Add IJEPA task #25

vahid0001 · 2024-10-09T18:52:45Z

PR Type

[Feature]

Short Description

Add first version of IJEPA pretraining task

Tests Added

N/A

This change is

fcogidi

Reviewable status: 0 of 1 files reviewed, 14 unresolved discussions (waiting on @vahid0001)

mmlearn/tasks/ijepa_pretraining.py line 19 at r1 (raw file):

class IJEPAPretraining(L.LightningModule):

Suggestion:

class IJEPA(L.LightningModule):

mmlearn/tasks/ijepa_pretraining.py line 38 at r1 (raw file):

    pred_depth : int
        Depth of the predictor.
    optimizer : Optional[Any], optional

Suggestion:

optimizer : Optional[torch.optim.Optimizer], optional

mmlearn/tasks/ijepa_pretraining.py line 39 at r1 (raw file):

        Depth of the predictor.
    optimizer : Optional[Any], optional
        Optimizer configuration, by default None.

What you will get here is not a config, but an initialized optimizer.

mmlearn/tasks/ijepa_pretraining.py line 41 at r1 (raw file):

        Optimizer configuration, by default None.
    lr_scheduler : Optional[Any], optional
        Learning rate scheduler configuration, by default None.

Same as the optimizer. This will be an instantiated learning rate scheduler, if one is provided.

mmlearn/tasks/ijepa_pretraining.py line 91 at r1 (raw file):

        self.total_steps = None

        self.encoder = VisionTransformer.__dict__[model_name](

Like we discussed. I think this should be passed in already initialized. Same with the predictor.
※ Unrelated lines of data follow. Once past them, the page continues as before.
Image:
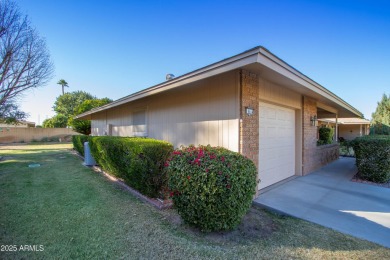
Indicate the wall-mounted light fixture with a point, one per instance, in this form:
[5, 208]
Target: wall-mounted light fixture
[313, 120]
[249, 111]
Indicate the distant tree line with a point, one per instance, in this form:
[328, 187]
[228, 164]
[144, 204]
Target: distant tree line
[69, 105]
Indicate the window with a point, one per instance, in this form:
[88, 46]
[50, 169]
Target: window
[139, 123]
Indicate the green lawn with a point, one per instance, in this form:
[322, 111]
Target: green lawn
[74, 212]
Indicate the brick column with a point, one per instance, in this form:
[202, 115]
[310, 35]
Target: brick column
[249, 125]
[309, 136]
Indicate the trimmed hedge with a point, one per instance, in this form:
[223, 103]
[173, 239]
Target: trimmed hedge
[78, 143]
[373, 157]
[138, 161]
[211, 187]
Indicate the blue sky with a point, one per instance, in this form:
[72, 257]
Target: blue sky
[114, 48]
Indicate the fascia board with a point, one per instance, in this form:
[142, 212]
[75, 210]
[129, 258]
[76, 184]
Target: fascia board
[276, 64]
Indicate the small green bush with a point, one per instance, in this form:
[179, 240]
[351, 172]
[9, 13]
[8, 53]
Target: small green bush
[373, 158]
[78, 143]
[138, 161]
[212, 188]
[325, 135]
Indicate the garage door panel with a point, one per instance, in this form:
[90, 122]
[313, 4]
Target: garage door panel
[276, 144]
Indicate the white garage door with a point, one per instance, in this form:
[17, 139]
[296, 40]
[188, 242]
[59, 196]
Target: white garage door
[276, 144]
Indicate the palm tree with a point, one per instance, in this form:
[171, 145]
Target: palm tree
[63, 83]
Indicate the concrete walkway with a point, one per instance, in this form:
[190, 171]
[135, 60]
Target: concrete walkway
[328, 197]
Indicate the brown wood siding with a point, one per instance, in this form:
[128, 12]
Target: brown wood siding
[206, 112]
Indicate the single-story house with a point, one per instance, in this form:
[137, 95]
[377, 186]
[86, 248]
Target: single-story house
[253, 103]
[21, 123]
[348, 128]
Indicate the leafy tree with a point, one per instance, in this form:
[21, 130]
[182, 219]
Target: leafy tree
[84, 126]
[381, 117]
[57, 121]
[63, 84]
[24, 58]
[10, 113]
[67, 103]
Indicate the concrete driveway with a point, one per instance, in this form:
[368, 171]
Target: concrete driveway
[328, 197]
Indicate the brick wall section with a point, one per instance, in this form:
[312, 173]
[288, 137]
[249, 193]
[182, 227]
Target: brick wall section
[314, 156]
[309, 135]
[249, 125]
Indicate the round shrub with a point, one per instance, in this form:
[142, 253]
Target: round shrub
[373, 157]
[211, 187]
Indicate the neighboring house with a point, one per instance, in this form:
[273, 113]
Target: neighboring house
[348, 128]
[253, 103]
[23, 124]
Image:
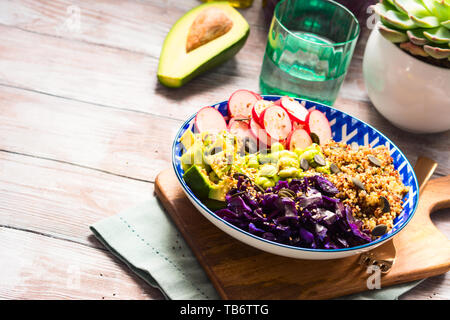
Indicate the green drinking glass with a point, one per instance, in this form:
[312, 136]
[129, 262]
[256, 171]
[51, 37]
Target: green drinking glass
[309, 48]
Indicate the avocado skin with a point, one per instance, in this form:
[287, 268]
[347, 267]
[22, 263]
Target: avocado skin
[209, 64]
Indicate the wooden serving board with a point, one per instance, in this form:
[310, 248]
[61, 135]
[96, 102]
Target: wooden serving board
[239, 271]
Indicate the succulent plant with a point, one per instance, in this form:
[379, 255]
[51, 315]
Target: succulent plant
[420, 27]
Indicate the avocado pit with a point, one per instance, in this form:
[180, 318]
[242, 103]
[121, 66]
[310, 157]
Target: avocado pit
[210, 24]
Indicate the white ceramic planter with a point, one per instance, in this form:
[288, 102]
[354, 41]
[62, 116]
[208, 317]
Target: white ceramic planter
[413, 95]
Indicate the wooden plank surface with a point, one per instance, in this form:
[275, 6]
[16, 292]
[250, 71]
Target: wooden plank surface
[85, 127]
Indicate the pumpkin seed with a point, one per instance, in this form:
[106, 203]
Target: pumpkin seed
[334, 168]
[358, 183]
[379, 230]
[314, 138]
[319, 160]
[374, 160]
[384, 203]
[304, 164]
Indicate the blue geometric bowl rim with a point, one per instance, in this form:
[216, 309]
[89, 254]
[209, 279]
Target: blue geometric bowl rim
[370, 244]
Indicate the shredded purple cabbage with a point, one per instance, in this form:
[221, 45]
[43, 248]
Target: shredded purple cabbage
[313, 218]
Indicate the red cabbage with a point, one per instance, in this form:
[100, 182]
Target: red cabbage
[312, 217]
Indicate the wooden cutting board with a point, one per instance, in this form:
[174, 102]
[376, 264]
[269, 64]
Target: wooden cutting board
[239, 271]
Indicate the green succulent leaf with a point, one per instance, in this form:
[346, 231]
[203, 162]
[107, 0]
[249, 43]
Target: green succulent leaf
[416, 37]
[442, 9]
[399, 20]
[425, 22]
[437, 52]
[392, 35]
[412, 7]
[438, 35]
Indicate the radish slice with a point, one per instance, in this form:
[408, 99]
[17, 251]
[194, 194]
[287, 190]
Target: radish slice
[258, 108]
[260, 134]
[277, 103]
[297, 125]
[296, 110]
[210, 120]
[318, 123]
[276, 122]
[241, 103]
[299, 139]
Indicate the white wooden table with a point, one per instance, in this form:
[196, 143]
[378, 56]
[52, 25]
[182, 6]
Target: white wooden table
[85, 127]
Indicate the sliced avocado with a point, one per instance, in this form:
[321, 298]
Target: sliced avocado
[219, 191]
[187, 139]
[192, 46]
[219, 163]
[197, 181]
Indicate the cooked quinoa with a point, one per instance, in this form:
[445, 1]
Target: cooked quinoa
[377, 181]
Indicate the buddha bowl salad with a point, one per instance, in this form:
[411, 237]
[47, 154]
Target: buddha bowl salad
[273, 170]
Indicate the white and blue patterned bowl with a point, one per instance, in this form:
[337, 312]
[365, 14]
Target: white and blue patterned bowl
[346, 129]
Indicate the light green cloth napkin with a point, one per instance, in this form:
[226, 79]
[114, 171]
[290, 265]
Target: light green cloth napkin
[147, 241]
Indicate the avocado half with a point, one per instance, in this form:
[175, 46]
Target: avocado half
[177, 66]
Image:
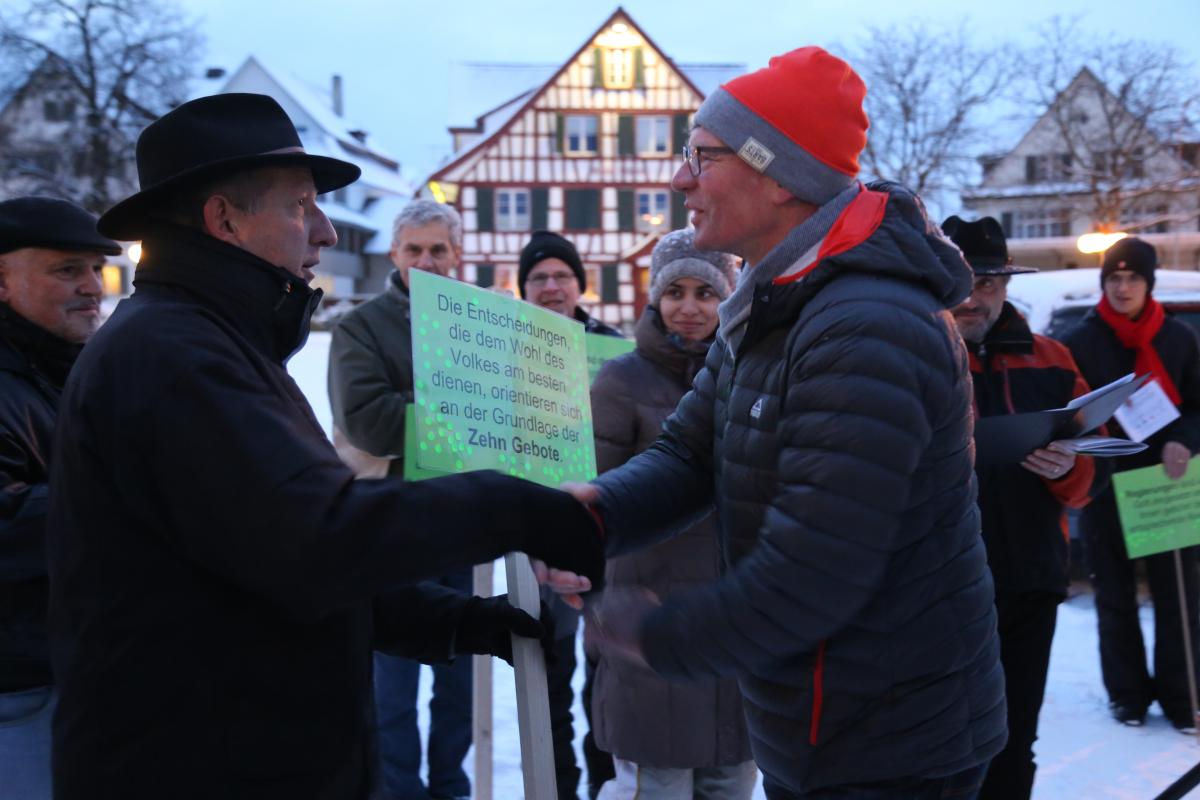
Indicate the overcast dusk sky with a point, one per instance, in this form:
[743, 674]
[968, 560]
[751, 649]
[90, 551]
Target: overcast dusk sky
[395, 56]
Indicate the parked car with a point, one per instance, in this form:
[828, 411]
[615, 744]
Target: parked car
[1055, 301]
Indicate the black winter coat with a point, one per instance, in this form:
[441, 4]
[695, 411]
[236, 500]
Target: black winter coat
[637, 715]
[219, 579]
[34, 366]
[1024, 523]
[857, 611]
[1103, 359]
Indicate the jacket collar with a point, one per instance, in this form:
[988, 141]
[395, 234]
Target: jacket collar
[269, 305]
[28, 348]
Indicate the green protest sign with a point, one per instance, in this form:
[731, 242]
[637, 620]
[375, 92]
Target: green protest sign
[603, 348]
[413, 470]
[1157, 513]
[499, 384]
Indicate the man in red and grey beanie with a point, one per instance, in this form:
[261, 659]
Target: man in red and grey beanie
[831, 431]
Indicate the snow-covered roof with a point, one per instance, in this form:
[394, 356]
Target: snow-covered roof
[316, 102]
[479, 89]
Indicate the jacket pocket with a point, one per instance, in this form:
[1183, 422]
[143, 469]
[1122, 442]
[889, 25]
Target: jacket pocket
[817, 693]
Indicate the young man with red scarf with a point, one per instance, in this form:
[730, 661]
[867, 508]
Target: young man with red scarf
[1128, 331]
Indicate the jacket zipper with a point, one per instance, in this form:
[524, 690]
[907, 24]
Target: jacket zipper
[817, 693]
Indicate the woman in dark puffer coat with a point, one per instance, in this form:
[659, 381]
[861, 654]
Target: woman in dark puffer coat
[670, 740]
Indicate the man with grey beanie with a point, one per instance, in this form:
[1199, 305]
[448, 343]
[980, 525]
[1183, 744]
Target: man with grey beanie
[831, 431]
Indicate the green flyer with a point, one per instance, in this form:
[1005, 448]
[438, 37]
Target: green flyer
[603, 348]
[501, 384]
[1157, 513]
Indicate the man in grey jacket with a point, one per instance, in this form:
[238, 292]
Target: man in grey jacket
[370, 386]
[831, 428]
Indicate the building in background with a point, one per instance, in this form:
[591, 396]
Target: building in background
[586, 148]
[1092, 162]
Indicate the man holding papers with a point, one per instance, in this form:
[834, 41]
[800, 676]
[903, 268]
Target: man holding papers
[1021, 503]
[1128, 331]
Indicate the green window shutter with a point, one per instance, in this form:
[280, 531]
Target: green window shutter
[485, 209]
[678, 212]
[582, 209]
[610, 283]
[539, 209]
[625, 136]
[624, 209]
[597, 67]
[679, 131]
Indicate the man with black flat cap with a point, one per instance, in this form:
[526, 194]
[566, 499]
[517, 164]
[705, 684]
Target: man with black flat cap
[51, 260]
[1021, 505]
[219, 579]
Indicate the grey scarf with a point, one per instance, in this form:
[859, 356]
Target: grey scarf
[803, 238]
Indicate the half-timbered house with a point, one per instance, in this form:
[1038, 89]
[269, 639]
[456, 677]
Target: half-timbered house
[588, 152]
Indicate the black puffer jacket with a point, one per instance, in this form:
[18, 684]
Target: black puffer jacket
[857, 609]
[33, 368]
[1103, 359]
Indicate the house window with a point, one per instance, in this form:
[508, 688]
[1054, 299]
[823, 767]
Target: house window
[653, 208]
[618, 67]
[1042, 222]
[654, 136]
[581, 134]
[513, 209]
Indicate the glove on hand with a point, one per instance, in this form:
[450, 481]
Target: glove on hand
[564, 534]
[489, 624]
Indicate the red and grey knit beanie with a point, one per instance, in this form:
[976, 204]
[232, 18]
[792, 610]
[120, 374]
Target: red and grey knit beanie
[799, 120]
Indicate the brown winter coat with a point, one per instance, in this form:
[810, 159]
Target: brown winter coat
[636, 715]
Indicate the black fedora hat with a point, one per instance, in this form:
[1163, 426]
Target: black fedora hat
[210, 136]
[983, 246]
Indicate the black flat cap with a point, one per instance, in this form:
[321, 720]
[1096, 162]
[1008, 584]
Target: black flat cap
[209, 137]
[51, 223]
[983, 246]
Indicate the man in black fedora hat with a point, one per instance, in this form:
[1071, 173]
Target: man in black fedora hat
[51, 262]
[219, 579]
[1021, 504]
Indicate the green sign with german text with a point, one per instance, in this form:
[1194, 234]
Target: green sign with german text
[1157, 513]
[603, 348]
[501, 384]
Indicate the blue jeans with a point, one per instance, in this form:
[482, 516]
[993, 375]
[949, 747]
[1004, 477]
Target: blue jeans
[25, 743]
[400, 741]
[961, 786]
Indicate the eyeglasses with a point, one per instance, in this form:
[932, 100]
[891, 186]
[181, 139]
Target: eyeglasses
[990, 283]
[693, 156]
[557, 277]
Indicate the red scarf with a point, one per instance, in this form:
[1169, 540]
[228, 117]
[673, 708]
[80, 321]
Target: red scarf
[1137, 335]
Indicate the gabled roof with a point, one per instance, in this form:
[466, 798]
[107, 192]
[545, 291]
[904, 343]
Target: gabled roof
[514, 80]
[318, 104]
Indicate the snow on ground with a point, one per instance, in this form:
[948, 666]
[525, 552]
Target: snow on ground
[1081, 751]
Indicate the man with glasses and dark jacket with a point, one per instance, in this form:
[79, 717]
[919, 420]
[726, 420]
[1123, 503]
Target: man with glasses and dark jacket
[1023, 505]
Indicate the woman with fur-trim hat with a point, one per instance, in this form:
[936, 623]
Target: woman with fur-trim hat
[670, 740]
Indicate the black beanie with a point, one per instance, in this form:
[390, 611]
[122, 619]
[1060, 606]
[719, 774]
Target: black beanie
[1134, 254]
[543, 245]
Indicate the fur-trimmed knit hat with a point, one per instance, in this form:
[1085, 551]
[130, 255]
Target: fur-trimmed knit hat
[676, 257]
[799, 120]
[543, 245]
[1134, 254]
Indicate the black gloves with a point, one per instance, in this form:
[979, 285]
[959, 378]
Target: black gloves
[563, 533]
[487, 625]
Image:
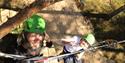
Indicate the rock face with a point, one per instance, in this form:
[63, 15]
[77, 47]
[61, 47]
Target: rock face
[68, 23]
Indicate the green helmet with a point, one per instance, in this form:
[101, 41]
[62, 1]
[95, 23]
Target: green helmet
[35, 24]
[89, 38]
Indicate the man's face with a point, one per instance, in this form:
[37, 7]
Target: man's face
[34, 39]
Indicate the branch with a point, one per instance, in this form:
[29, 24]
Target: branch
[35, 7]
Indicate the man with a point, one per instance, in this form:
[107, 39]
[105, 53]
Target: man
[30, 41]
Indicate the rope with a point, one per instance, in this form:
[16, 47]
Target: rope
[39, 59]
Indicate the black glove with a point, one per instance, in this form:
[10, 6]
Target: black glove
[49, 44]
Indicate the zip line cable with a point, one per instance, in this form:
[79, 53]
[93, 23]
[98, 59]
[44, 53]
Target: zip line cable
[40, 59]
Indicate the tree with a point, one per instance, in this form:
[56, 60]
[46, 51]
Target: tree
[33, 8]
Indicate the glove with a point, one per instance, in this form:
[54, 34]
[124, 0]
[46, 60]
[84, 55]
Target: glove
[49, 44]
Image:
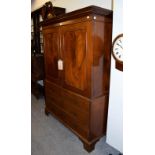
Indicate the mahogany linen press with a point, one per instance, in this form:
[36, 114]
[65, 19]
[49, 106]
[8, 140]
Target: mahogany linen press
[77, 56]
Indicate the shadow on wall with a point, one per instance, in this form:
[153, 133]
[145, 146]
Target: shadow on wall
[32, 2]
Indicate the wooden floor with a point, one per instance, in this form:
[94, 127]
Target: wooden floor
[50, 137]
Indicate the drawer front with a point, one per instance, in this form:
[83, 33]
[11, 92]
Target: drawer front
[72, 105]
[67, 119]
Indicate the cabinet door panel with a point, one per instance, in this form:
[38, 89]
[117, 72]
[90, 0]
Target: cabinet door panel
[74, 51]
[51, 44]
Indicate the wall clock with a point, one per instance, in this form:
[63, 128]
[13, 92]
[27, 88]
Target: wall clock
[117, 52]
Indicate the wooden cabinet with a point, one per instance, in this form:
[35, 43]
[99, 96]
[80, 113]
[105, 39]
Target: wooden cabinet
[77, 92]
[37, 56]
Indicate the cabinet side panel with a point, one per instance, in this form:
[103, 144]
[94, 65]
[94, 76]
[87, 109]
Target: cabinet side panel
[51, 54]
[101, 58]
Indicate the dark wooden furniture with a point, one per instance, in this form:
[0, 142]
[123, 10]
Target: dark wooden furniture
[37, 56]
[77, 58]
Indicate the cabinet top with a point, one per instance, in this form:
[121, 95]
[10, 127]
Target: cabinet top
[90, 10]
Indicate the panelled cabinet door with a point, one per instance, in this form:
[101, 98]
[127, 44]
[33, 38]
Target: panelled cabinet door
[74, 39]
[51, 53]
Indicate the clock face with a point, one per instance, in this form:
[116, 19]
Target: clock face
[118, 48]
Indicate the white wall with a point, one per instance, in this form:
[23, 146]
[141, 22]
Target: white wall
[71, 5]
[115, 114]
[114, 128]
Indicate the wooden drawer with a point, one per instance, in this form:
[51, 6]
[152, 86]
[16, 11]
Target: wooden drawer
[73, 105]
[68, 120]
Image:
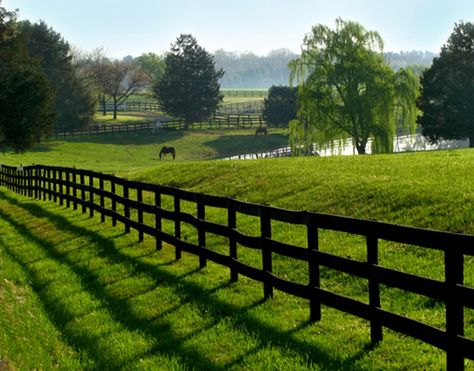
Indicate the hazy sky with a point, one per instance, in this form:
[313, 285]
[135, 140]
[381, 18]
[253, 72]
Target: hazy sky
[135, 27]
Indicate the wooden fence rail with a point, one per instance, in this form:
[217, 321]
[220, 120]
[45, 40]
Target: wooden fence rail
[218, 121]
[124, 201]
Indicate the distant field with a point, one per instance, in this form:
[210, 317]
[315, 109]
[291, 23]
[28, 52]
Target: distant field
[122, 153]
[252, 93]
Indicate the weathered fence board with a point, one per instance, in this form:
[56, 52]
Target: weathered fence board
[128, 205]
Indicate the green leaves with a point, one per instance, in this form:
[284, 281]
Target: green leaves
[189, 88]
[448, 89]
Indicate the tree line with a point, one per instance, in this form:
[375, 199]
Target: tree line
[343, 85]
[248, 70]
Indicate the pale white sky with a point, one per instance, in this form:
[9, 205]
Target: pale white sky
[135, 27]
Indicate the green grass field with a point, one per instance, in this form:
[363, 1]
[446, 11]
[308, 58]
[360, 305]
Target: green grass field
[84, 295]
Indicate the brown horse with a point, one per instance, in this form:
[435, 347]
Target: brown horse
[167, 151]
[261, 130]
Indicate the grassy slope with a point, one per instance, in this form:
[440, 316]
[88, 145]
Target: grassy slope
[128, 152]
[182, 318]
[432, 190]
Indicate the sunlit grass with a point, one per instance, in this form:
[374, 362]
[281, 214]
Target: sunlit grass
[99, 300]
[85, 295]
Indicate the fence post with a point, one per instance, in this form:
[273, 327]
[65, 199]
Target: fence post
[55, 185]
[159, 242]
[266, 232]
[36, 183]
[201, 214]
[314, 276]
[232, 222]
[68, 189]
[126, 208]
[177, 224]
[49, 185]
[74, 189]
[61, 185]
[374, 290]
[83, 193]
[91, 195]
[102, 212]
[454, 273]
[114, 203]
[140, 212]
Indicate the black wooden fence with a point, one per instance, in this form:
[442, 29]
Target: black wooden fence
[111, 197]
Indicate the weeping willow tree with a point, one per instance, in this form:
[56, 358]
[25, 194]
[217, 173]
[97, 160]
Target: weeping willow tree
[347, 90]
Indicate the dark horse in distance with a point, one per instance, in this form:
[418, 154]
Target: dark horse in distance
[167, 151]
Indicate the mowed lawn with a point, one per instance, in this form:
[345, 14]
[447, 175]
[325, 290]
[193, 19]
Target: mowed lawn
[84, 295]
[122, 153]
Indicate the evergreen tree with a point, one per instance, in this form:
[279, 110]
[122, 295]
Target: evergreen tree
[448, 89]
[26, 101]
[280, 106]
[73, 102]
[189, 88]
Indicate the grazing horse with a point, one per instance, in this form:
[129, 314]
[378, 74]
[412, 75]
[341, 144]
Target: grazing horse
[166, 151]
[261, 130]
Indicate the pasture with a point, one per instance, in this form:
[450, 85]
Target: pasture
[85, 295]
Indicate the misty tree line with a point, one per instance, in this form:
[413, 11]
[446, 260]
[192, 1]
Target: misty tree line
[345, 85]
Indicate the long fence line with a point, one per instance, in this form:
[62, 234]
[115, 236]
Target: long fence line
[218, 121]
[252, 107]
[130, 203]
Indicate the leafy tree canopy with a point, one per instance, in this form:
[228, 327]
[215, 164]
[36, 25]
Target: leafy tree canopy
[152, 65]
[280, 106]
[26, 101]
[347, 90]
[448, 89]
[189, 87]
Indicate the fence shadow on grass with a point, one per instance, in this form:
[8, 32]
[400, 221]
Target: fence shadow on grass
[165, 339]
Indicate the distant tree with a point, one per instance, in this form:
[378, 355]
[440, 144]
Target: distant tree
[26, 101]
[189, 88]
[73, 102]
[152, 65]
[117, 81]
[347, 90]
[279, 108]
[447, 99]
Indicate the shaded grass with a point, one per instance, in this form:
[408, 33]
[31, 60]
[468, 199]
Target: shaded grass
[116, 304]
[123, 153]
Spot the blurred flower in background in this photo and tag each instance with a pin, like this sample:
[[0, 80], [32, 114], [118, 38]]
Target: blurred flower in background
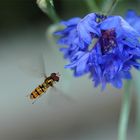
[[133, 19]]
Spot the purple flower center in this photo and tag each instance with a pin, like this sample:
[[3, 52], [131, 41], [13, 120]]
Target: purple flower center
[[107, 40]]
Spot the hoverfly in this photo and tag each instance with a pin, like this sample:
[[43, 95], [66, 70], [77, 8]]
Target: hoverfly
[[35, 66], [41, 89]]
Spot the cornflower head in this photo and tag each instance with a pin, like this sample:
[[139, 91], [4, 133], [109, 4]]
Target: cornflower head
[[107, 47]]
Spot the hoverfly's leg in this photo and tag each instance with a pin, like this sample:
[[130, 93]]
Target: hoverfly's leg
[[36, 99]]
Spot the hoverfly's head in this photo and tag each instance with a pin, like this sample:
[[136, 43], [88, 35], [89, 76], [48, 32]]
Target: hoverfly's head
[[55, 76]]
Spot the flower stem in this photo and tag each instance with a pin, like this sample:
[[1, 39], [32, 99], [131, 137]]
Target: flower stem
[[125, 111], [136, 80], [92, 5]]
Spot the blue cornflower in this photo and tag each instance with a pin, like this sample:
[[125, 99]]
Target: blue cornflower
[[107, 47]]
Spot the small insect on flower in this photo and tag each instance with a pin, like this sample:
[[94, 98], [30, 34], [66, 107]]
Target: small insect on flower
[[106, 47], [41, 89]]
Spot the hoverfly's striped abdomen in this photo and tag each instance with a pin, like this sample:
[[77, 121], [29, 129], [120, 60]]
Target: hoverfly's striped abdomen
[[49, 81], [38, 91]]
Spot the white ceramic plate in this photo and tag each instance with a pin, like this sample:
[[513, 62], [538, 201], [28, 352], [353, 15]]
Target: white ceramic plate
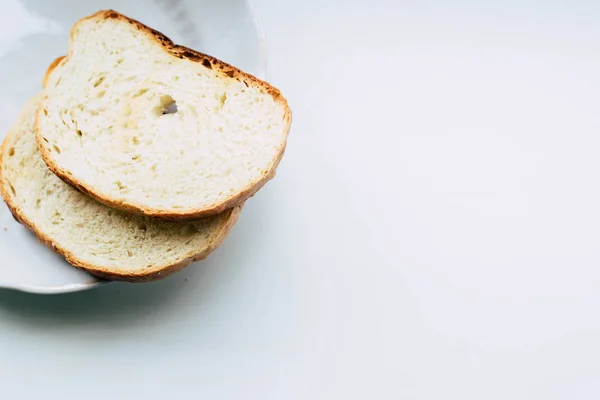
[[226, 29]]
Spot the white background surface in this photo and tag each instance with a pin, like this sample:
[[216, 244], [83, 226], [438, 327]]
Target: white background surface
[[433, 231]]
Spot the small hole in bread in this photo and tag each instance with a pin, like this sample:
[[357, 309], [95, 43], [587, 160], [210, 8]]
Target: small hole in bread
[[140, 92], [99, 81], [168, 105]]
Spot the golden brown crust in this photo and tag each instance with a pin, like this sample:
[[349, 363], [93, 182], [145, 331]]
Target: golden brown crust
[[209, 62], [155, 273], [50, 69]]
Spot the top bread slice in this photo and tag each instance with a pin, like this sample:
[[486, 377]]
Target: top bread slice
[[108, 243], [144, 125]]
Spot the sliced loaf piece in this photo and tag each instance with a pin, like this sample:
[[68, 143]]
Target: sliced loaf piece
[[108, 243], [144, 125]]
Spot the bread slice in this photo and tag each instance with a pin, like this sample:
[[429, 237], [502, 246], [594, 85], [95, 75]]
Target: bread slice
[[106, 123], [108, 243]]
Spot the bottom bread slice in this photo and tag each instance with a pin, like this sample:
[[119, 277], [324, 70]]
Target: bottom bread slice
[[107, 243]]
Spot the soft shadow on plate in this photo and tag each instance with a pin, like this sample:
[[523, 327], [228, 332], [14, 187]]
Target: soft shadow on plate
[[200, 289], [121, 305]]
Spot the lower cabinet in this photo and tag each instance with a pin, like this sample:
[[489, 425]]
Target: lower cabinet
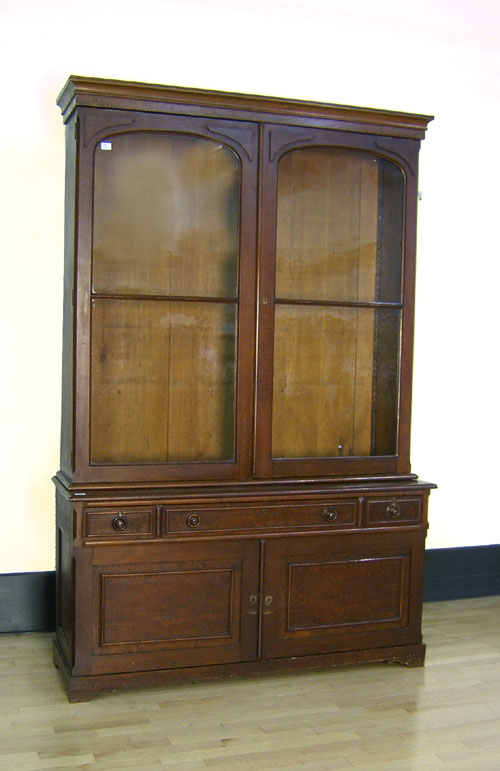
[[159, 606], [341, 593], [201, 605], [161, 592]]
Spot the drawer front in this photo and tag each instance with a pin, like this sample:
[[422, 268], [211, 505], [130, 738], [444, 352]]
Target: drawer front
[[394, 511], [328, 514], [123, 523]]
mmlearn/tasks/ijepa_pretraining.py line 106 at r1 (raw file):

        if checkpoint_path != "":
            self.encoder, self.predictor, self.target_encoder, _, _, _ = (

Also, as we discussed, I think each module should handle loading the pretrained checkpoints individually. An example use case for why is being able to use iJEPA-pretrained encoder (the original one) for contrastive pretraining.

mmlearn/tasks/ijepa_pretraining.py line 171 at r1 (raw file):

        return encoder, predictor, target_encoder, opt, scaler, epoch

    def forward(

This forward pass is currently not being used by this module. Everything is in training_step right now. Remember that the LightningModule is also an nn.Module.

mmlearn/tasks/ijepa_pretraining.py line 177 at r1 (raw file):

    ) -> torch.Tensor:
        """Forward pass through the encoder."""
        return self.encode(x, masks)

The encode method doesn't exist. Please make sure to try running the code to ensure that things are working properly.
Also, please take a look at the other encoders in the library - the current convention is to pass the entire batch dictionary to the encoder.

mmlearn/tasks/ijepa_pretraining.py line 181 at r1 (raw file):

    def training_step(self, batch: Dict[str, Any], batch_idx: int) -> torch.Tensor:
        """Perform a single training step."""
        images = batch[Modalities.RGB]

The format for this has changed. See this PR.

Suggestion:

images = batch[Modalities.RGB.name]

mmlearn/tasks/ijepa_pretraining.py line 191 at r1 (raw file):

        # Move images and masks to device
        images = images.to(self.device)

You don't need to do this for anything inside the batch dictionary. Lightning will handle that.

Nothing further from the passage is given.